While we didn’t go fully intending to buy property, we were certainly on a fact-finding mission. Ultimately, the amazing views got the better of us, and we jumped in. You can read the full story about the trip and the purchase here if you want.
The long short of it is that we bought an awesome piece of land for 102K and sold it 3 years later for 170K. So easy a caveman could do it!
Interestingly, we bought it utilizing a self-directed IRA. Overall this was pretty easy to accomplish, but the paperwork to get this done was a bit of a hassle. As I always say though, “Paperwork has kept many a great person down!”
After I got the SD-IRA account open, I then had to rollover the funds from our existing IRAs into it. Then I worked with the SD-IRA company, Equity Trust in our case, and they sent in the funds directly for the closing.

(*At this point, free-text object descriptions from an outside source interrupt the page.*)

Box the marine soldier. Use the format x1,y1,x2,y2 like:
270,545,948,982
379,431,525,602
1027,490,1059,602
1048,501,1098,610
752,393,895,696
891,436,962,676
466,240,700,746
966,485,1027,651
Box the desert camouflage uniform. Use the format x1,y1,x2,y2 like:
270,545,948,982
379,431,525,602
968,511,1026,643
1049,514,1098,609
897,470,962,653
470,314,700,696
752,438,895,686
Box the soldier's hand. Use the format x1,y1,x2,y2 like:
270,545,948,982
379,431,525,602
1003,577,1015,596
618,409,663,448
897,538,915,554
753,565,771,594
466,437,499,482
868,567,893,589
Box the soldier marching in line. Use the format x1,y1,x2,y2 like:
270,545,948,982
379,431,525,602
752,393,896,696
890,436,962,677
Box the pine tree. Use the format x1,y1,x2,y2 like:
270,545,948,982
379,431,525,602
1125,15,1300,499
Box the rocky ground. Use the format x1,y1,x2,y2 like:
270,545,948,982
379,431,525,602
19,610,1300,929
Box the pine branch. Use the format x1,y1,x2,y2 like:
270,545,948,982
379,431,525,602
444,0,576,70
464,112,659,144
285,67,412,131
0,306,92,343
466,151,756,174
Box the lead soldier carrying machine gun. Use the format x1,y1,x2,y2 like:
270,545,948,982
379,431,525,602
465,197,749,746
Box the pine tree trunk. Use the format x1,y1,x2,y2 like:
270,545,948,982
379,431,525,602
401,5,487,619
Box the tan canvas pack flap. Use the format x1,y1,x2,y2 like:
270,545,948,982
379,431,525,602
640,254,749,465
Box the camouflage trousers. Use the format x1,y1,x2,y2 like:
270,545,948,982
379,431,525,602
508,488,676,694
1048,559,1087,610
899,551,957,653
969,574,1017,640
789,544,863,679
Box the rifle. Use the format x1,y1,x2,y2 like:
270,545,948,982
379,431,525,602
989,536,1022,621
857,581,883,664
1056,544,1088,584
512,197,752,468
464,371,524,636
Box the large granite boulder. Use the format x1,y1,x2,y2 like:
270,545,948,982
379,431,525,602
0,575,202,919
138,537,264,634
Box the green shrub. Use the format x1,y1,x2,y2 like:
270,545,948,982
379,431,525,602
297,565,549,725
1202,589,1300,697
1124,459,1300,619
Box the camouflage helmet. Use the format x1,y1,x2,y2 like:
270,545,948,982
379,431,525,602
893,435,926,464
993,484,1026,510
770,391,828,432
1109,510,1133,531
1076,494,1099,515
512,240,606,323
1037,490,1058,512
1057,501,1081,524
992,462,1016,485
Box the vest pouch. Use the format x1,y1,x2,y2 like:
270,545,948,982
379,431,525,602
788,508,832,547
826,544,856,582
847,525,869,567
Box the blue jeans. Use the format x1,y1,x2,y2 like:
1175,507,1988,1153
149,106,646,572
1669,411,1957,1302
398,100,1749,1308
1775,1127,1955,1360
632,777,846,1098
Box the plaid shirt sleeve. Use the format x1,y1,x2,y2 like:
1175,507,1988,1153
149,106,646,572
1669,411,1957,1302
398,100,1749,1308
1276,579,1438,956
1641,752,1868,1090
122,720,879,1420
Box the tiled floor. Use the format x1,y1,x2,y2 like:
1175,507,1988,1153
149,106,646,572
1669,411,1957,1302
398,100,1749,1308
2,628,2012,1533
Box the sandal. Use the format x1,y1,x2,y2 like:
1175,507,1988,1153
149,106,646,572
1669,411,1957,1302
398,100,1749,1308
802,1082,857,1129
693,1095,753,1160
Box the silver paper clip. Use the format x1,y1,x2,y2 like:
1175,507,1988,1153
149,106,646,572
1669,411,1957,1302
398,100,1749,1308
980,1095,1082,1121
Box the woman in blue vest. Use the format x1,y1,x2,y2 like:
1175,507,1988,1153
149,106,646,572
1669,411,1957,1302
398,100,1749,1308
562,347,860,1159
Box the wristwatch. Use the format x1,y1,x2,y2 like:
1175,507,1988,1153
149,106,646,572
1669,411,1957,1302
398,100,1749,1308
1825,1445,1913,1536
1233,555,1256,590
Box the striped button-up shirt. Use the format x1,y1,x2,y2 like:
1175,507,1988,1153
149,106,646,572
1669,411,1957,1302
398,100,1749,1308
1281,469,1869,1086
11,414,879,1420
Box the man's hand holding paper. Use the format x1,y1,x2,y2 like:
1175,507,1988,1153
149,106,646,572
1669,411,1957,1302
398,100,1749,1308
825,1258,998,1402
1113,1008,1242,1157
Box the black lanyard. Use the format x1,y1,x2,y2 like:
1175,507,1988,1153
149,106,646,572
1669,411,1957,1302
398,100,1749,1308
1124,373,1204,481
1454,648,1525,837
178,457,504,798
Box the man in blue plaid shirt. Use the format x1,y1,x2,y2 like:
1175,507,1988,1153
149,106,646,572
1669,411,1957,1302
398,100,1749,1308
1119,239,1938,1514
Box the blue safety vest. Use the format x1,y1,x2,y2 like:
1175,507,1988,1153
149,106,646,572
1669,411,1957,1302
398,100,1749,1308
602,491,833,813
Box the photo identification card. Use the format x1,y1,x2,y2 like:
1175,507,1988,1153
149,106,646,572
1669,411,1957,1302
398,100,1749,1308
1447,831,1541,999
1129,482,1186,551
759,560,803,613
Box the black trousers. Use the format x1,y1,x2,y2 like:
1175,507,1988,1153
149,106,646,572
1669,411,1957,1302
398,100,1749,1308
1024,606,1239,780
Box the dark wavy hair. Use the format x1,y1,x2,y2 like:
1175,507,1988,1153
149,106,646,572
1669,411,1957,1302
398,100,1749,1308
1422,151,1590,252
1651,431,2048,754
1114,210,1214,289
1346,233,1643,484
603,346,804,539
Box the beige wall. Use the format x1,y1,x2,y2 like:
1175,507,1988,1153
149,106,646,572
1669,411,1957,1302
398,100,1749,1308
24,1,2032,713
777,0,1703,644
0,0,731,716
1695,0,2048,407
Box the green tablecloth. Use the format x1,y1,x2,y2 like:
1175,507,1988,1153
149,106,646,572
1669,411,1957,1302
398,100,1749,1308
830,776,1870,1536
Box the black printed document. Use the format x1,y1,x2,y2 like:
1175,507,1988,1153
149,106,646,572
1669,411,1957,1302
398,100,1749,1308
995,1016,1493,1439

The big issue with using the SD-IRA is that you can’t actually use the property yourself until you retire. You can develop the property and earn a return with it as a rental, but you can’t make personal use of it. You can read more about the rules around SDIRAs here.
As I mentioned, we sold the property for 170K and netted a respectable 45K (41.62%) profit after all fees and closing costs. But since it was all done in a tax-deferred account, we didn’t have to pay any taxes! Boom!